I had never thought of Swiss chard as a staple of Niçoise cuisine. Actually, I hadn’t done a lot of thinking about Swiss chard in any context. But as our team searched out Niçoise specialties, trying a plate of stuffed vegetables here and a zucchini tourte there and a grilled fresh anchovy somewhere else, Swiss chard seemed to pop up at odd times—during dessert, for instance, since tourte aux blettes is made not only in savory form but in a terrific sweet version that has pignons and honey. I often found myself muttering “Blette,” a word that can sound like an imitation of a small animal. “Blette, blette,” I’d say. “We are in the presence of blette.” The pâté maison at Restaurant des Arcades, in the pottery village of Biot, near Nice, had an unusual and satisfying taste. “Blette,” I said. “Blette, blette.” At a place called Chez Simon, on the outskirts of the city, we had a stupendous version of the traditional Niçoise ravioli, made with daube (stewed beef) and Swiss chard. I wanted to ask Alice whether Simon’s ravioli eaten with a side dish of its gnocchi (covered with the same sauce) would be considered a balanced meal, but all I could say was “Blette.” When we finished our first meal at a tiny restaurant near the Cours Saleya called La Merenda and immediately made reservations for our second meal, we asked the waiter to reserve us some stuffed sardines, which they’d been out of, because it didn’t take a genius to know what they’d be stuffed with.

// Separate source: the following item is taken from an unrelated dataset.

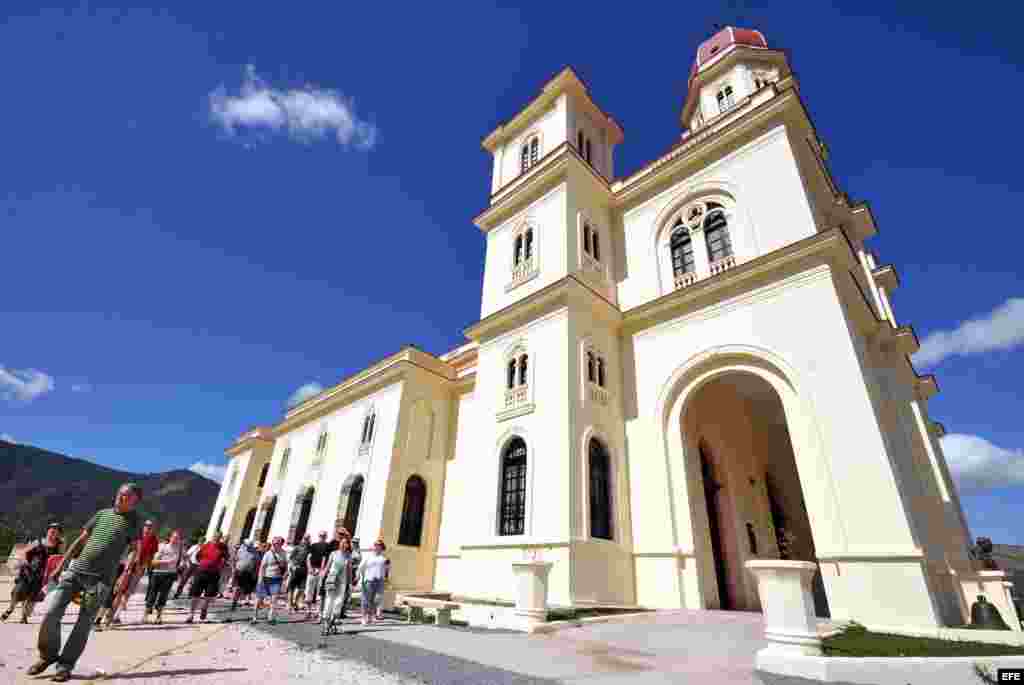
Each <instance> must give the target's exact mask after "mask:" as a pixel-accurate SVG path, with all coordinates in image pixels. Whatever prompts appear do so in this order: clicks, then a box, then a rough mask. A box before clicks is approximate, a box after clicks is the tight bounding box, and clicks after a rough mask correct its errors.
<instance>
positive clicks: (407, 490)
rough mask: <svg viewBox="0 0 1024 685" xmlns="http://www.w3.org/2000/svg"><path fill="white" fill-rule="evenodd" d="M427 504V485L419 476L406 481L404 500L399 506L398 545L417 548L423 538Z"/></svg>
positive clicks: (418, 545)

La Merenda—an informal little place with no phone and no credit cards, but also no attitude—is run by Dominique Le Stanc, who used to be at Le Chantecler, the two-star restaurant at the Hôtel Negresco. At our first meal there, we’d had, among other things, a ratatouille that was so much better than any other ratatouille I’d ever eaten that it seemed to be a different dish, and a pistou soup that brought to mind the days when Lydie Marshall was still our neighbor in the Village and made us pistou every autumn as soon as the cranberry beans began appearing at the Union Square market. The stuffed sardines were everything we’d hoped for. “Blette! Blette! Blette!” I said, after I polished mine off. If France permitted those American-style city-limits signs rather than the uniform signs that mark the city limits of every village and city in the country, I thought, the one announcing Nice might say “Welcome to Nice—Swiss Chard Capital of the World.”

Unless it said “Socca Capital of The World.” On our last evening in Nice, after the rest of the team had left, Alice and I went to Chez Pipo, a sort of corner tavern near the port. Pipo’s food menu lists only four or five items. One was a delicious pissaladière with an almost sweet crust that made you think that some dear old granny nearby had been preparing a crust for apple pie, in the loving way she’d gone about it for 40 or 50 years, when someone rushed into her kitchen and snatched it away, muttering “Pipo needs this.” Another was the best socca we’d had in Nice. In Pipo’s hands, a pancake that is almost too thin to be measured somehow has a soft inside, a crisp bottom, and a top that is done to the point at which it almost blisters. “Socca Capital of The World” would be appropriate, but, then, Nice could also be Stuffed Sardine Capital or the Daube and Blette Ravioli Capital, not to speak of the Pan Bagnat Capital. It occurred to me that I had never had any of those dishes outside of Nice, and that I was probably adding to my Register of Frustration and Deprivation. Pouring another glass of rosé, I asked the waitress for another order of socca, just to cheer myself up.